そして、移動販売というスタイルを考えるとき、なによりも注目すべきなのは、私たちを笑顔で迎えてくれる店主たちだ。移動販売 は、店主が夢に見ていたスタイルなのだろうか。あるいは、何かべつの夢へと続いているのだろうか。味へのこだわりは当然のことながら、ちょっとしたひと言や、移動販売というスタイルによってつくられる全体の雰囲気など、すべてが店主の想いや覚悟の表れだ。店主には、大切な家族や仲間たちがいる。行きずりの客も「常連」もいる。たしかなのは、さまざまな人との関わりがあるからこそ、〈特別な場所〉が生まれるということだ。だから、個性にあふれる移動販売の 〈ものがたり〉を読み解くことは、人を想い、まちについて考えるための方法と態度を身につけることにもつながるだろう。

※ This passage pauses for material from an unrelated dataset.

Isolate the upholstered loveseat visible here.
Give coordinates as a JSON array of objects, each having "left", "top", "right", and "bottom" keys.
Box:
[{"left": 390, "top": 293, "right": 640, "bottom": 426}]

まちかどでカレーをつくっているとき、私たちが一番面白さを感じているのは、まちの人びととのコミュニケーションだ。ひと声かけるだけの人、あれこれ蘊蓄を語る人、私たちに代わって木べらで鍋をかき回す人。もちろん、一瞥もくれずに素通りする人もいる。関わりかたはいろいろだが、カレーの鍋が、まちの人びととの接点になっていることは実感することができる。その意味で、カレーの素材や調理器具も、すべてが人との関わりのためにあるのだ。〈場づくり〉の方法はたくさんあるが、 移動販売のように、一時的・即興的につくられる場所にこそ、面白さが感じられるのかもしれない。コミュニケーションが、場所をつくるのだ。